When I woke up in a hospital room, not the expected recovery room, and there were TWO doctors standing by my bedside I was extremely puzzled.  First surgeon, my expected surgeon said “sorry, I made a mistake and I tore your liver”.  Getting my gallbladder out.

He introduced the other doctor, my liver surgeon.    The guy who repaired my liver.  This is the value of using a hospital, not a surgical center by the way.  The first surgeon put out a call out for a second surgeon, who left his clinic, and patients, and repaired my liver.

And, I’ve told this story before on SF. 

@win231 -you can not win, stop trying.


----------



## Aneeda72 (Dec 22, 2021)

Alice November said:


> That, in a word, has been my experience and many others in my family. Sad truth.


It has not been mine.  Probably depends on where you live and how afraid the doctor is of being sued.  The laws have changed over time, but a mistake is a mistake.  Doctors are human.  So, it would also depend on who the mistake happened to; I’ve never sued a doctor.  Although I could have a few times.


----------



## Aneeda72 (Dec 22, 2021)

rgp said:


> I took nothing out of context ...... I* quoted *it just as it was written .

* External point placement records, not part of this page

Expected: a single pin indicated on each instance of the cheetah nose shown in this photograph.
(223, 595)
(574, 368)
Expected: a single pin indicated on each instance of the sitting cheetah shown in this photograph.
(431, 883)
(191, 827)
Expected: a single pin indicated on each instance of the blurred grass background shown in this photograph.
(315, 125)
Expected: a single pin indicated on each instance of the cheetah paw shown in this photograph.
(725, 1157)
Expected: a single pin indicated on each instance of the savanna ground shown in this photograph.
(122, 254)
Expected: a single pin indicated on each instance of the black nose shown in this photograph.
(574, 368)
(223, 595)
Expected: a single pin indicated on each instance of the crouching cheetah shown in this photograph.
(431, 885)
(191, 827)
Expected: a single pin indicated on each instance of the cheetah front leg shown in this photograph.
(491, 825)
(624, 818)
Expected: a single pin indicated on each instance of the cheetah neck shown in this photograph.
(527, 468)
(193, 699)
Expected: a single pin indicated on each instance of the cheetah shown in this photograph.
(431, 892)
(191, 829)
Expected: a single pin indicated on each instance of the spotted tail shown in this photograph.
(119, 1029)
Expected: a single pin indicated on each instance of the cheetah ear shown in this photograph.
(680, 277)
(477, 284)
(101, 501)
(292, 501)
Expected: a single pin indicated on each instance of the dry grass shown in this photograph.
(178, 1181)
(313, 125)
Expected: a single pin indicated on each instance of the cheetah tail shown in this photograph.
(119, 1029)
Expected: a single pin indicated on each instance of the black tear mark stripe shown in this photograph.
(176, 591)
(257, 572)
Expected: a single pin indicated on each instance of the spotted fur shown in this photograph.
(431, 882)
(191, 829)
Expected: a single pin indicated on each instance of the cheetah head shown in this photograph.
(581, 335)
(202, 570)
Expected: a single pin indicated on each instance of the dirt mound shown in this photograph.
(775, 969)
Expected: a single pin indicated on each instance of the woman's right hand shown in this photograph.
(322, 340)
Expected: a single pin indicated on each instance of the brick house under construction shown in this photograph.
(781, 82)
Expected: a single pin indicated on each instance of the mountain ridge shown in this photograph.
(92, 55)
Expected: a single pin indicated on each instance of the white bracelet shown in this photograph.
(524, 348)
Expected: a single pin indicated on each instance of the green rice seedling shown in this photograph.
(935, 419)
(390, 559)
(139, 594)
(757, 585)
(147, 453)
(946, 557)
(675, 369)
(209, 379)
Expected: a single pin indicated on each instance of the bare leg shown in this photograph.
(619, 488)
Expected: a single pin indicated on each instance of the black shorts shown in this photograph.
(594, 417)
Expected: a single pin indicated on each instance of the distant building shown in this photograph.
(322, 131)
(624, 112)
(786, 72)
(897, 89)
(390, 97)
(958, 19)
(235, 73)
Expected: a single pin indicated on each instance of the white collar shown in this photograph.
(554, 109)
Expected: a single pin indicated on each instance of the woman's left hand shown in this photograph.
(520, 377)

Having the quote in context would have been posting the whole conversation, not just picking out a portion and starting a whole new thread with that portion.  I am sure you know this, but if you don’t, you do now.


----------



## rgp (Dec 22, 2021)

dseag2 said:


> RGP, why did you choose to start a new thread on this topic with just certain excerpts quoted?  Was it because very few agreed with you in the original thread?



 Because the original thread was closed. 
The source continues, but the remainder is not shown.